Lawmakers Approve Stopgap Spending Bill To Avoid Government Shutdown
The Senate passed the short-term funding extension Thursday as lawmakers continue to negotiate over expiring tax breaks, gun control research and funding for 9/11 responder healthcare.
The U.S. House of Representatives will vote on Friday on stop-gap spending legislation to extend a deadline for action and avoid a government shutdown, a House leadership aide said.
With days to go before a possible government shutdown, House Speaker Paul Ryan and House Minority Leader Nancy Pelosi sat down Friday night for a more than two-hour dinner in the speaker’s office at the Capitol, a source familiar with their discussions told CNN.
Democrats hold some leverage, despite controlling the smallest House minority since the late 1920s, because many Republicans are expected to vote against a spending bill they believe is too expensive. Even as the House prepared to follow the Senate’s lead and extend that deadline through Wednesday Dec. 16, Ryan allowed that even more time might be needed. The upper chamber overwhelmingly passed the measure Thursday.
Republicans and Democrats in Congress are working toward passing a year-long spending bill.
“Not every piece of legislation we’re going to agree on every part of it. But i think the underlying legislation we present today is a product of bipartisan cooperation and compromise and give and take”, Rep. Tom Cole of Oklahoma said Friday. He said sticking points relate to labor and environmental issues, and to a campaign finance provision pushed by his Republican counterpart, Majority Leader Mitch McConnell of Kentucky, to lift certain spending limits by party committees.

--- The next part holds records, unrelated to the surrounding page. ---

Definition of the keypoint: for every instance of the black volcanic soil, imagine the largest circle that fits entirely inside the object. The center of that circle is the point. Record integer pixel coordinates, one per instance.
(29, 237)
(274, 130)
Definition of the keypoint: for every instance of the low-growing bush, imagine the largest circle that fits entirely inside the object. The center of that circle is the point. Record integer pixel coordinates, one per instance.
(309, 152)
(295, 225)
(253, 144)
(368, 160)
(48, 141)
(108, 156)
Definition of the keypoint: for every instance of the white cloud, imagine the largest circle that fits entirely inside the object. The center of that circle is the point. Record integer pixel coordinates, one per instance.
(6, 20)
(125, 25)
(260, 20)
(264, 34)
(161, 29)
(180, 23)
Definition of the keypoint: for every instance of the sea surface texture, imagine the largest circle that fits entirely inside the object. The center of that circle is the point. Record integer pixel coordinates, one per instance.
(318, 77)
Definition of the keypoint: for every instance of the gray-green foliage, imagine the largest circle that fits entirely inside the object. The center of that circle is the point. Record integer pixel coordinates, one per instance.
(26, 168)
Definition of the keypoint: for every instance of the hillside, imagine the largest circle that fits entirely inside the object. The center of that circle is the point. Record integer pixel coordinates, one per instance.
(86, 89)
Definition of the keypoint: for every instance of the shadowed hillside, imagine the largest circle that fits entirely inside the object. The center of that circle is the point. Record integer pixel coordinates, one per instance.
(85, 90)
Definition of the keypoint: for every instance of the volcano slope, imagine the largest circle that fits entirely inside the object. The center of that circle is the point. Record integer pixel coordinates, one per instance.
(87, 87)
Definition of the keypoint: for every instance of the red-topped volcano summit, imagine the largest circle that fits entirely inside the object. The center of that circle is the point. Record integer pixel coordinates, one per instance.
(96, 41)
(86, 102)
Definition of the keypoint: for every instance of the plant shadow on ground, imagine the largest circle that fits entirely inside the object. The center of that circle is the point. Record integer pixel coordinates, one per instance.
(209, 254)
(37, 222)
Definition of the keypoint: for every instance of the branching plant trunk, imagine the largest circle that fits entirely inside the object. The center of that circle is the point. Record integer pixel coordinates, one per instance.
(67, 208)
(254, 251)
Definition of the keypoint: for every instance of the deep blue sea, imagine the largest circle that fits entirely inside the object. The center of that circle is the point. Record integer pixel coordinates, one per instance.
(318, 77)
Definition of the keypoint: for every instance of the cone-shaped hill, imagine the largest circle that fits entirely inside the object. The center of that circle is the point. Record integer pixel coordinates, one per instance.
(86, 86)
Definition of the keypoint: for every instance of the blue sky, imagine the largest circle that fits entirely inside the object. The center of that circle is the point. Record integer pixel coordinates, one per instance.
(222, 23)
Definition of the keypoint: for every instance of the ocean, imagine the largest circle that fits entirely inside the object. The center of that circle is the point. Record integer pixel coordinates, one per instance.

At the same time, the No. 2 in the House of Representatives, California Republican Kevin McCarthy, said that lawmakers will not be in session until December 15, as was planned before the extension of the negotiations was agreed upon. But the two sides have been unable to reach a final agreement due a dispute over contentious policy riders. She contended Democrats proposed just a few, “and ours were very reasonable”. “Don’t expect us to vote for a bill that has a ban in it. Take the ban out”.